Re: [qmailtoaster] queue is flooding user

Fri, 09 Oct 2015 06:45:14 -0700

It's a personal and business question, and it depends a lot on customer needs.
From my point of view, emails are my business but are property of customers, and I must make my best in order to let them control their emails or have the best communication with their business partners using emails. 


Deleting messages to wrong recipients means to let senders believe their 
email has been delivered even if they mispelled the address, instead to 
advice them to correct the address.



We are working this way since 15 years, and we never had problems with 
this way of thinking.



Probably attacks may suggest temporary restrictions, but only in 
exceptional cases, not for normal usage.



Normal solution (for us) is to reject messages at SMTP level, as it is 
done with paper email (unknown recipient) and voice calls (sorry, I'm 
not the person you are looking for).


Regards,

Tonino


Il 09/10/2015 15:32, Dan McAllister ha scritto:

Rajesh:


I understand -- and if all the "players" in the email world were 
legitimate, kind, and thoughtful ... there wouldn't be QMail at all, 
because sendmail would still be doing a fine job and the 
configurations therein wouldn't be so hard after all.



But that is not the REAL world. In THIS world, people actively work to 
abuse mail servers -- and many seek little more than the "fun" of 
disabling or at least disrupting mail service... and we (as mail 
admins) need to be PROACTIVE (not just reactive) in mitigating the 
threats. If I wasn't clear in my initial response -- this is what 
brought you to ask the original question in the first place! (Your 
queues are filling up with invalid bounce messages).



That being said, the "bounce-no-mailbox" option is, in my opinion, the 
WORST of the 3 available options. It serves as an open invitation to:
 - shutdown your mail server at-will with bounce and double-bounce 
messages that will clog your queues for days
 - mine your system for valid email addresses (those that do not 
bounce) -- and sell the results to SPAM lists

 - multiple other "attacks" ... this isn't the point of this email...
Sadly, it is also the "default" for our vpopmail implementations.
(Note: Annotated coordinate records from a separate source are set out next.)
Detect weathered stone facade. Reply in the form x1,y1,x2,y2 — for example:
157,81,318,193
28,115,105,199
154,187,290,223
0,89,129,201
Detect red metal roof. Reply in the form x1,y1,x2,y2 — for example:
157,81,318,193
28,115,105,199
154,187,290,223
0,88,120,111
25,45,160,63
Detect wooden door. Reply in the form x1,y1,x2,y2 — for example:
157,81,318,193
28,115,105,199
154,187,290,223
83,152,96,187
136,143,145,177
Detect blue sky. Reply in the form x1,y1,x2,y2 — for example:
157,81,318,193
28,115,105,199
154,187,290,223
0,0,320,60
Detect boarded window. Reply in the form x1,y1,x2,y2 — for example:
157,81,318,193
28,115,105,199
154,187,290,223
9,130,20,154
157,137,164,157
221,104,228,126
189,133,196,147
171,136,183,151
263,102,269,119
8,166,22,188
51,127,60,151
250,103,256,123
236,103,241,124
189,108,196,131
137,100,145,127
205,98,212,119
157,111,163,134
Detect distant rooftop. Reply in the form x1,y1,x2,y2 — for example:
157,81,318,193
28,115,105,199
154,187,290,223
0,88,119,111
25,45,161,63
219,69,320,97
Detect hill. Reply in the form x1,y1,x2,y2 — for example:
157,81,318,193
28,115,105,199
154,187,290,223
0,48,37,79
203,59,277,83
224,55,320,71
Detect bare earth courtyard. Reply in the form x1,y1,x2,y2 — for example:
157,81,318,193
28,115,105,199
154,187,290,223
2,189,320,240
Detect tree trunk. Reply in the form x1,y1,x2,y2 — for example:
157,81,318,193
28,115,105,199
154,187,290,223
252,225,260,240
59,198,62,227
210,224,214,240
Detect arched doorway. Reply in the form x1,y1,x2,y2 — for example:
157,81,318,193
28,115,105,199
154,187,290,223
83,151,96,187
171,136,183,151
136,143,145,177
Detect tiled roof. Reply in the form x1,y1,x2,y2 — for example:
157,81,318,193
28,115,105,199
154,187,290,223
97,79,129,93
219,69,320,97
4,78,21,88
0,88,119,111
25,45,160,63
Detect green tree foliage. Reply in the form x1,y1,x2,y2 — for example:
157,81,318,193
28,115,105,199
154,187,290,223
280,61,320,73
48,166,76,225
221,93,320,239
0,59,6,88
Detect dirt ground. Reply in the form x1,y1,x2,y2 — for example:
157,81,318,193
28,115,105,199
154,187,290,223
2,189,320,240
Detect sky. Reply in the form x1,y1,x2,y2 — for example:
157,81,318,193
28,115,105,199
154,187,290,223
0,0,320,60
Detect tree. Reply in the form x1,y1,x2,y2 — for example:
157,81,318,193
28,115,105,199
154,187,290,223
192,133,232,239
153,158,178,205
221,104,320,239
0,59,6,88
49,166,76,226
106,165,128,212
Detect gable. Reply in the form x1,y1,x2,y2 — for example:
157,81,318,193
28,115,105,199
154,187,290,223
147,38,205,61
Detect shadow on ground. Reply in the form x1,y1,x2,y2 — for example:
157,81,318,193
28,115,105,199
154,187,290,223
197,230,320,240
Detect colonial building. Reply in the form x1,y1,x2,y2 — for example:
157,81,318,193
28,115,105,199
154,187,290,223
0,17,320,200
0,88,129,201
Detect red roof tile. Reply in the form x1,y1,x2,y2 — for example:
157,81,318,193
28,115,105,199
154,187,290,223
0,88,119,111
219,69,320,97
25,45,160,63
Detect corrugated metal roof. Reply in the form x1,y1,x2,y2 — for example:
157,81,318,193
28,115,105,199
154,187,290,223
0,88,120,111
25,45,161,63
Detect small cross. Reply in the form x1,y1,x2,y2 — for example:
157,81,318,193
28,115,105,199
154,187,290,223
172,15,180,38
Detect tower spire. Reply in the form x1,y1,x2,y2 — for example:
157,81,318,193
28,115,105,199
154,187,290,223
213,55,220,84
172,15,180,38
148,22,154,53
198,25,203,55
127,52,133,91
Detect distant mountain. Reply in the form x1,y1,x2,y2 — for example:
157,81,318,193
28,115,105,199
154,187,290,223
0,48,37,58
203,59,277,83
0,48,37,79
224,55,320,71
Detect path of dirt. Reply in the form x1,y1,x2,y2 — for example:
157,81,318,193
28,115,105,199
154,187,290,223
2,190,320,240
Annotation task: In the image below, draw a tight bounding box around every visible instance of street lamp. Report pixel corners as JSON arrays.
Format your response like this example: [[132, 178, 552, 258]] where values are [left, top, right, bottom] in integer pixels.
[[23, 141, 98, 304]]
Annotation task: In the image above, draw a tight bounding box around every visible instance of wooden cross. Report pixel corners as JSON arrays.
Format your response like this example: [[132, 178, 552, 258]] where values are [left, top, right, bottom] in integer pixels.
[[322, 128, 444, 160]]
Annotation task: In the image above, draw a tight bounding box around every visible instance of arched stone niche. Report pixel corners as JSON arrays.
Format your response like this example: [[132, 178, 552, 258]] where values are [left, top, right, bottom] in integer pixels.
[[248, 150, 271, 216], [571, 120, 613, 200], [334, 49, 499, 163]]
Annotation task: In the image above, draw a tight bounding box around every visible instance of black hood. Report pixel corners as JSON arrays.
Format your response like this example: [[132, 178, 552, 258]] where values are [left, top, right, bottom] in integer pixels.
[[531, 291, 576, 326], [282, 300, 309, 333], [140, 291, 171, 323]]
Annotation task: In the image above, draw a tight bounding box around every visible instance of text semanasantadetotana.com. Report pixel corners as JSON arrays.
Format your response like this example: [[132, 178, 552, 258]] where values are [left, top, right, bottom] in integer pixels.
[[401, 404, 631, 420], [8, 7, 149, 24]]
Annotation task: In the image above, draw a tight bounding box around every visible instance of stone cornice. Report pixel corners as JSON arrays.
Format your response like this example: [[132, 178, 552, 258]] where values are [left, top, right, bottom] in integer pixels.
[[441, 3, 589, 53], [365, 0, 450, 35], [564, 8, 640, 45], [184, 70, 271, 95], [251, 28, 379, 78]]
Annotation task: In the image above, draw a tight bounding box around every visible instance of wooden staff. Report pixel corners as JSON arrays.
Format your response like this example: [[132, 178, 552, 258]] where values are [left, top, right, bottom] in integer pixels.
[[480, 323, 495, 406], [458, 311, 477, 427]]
But, _*there is another option*_ (other than "bounce-no-mailbox" or 
"delete").


    If you fear that you may lose or miss something important, then
    replace the last word with an _*email address*_ (preferably on
    your server so delivery is local). This way messages sent to
    non-existent mailboxes will arrive in a specified mailbox and NOT
    bounce. You can periodically check that mailbox for misaddressed
    messages -- but be prepared to get a LOT of SPAM!

    This has the same benefits as "delete" (from the outside world
    perspective, everything is accepted) but still gives you a place
    to go to check for misdirected messages.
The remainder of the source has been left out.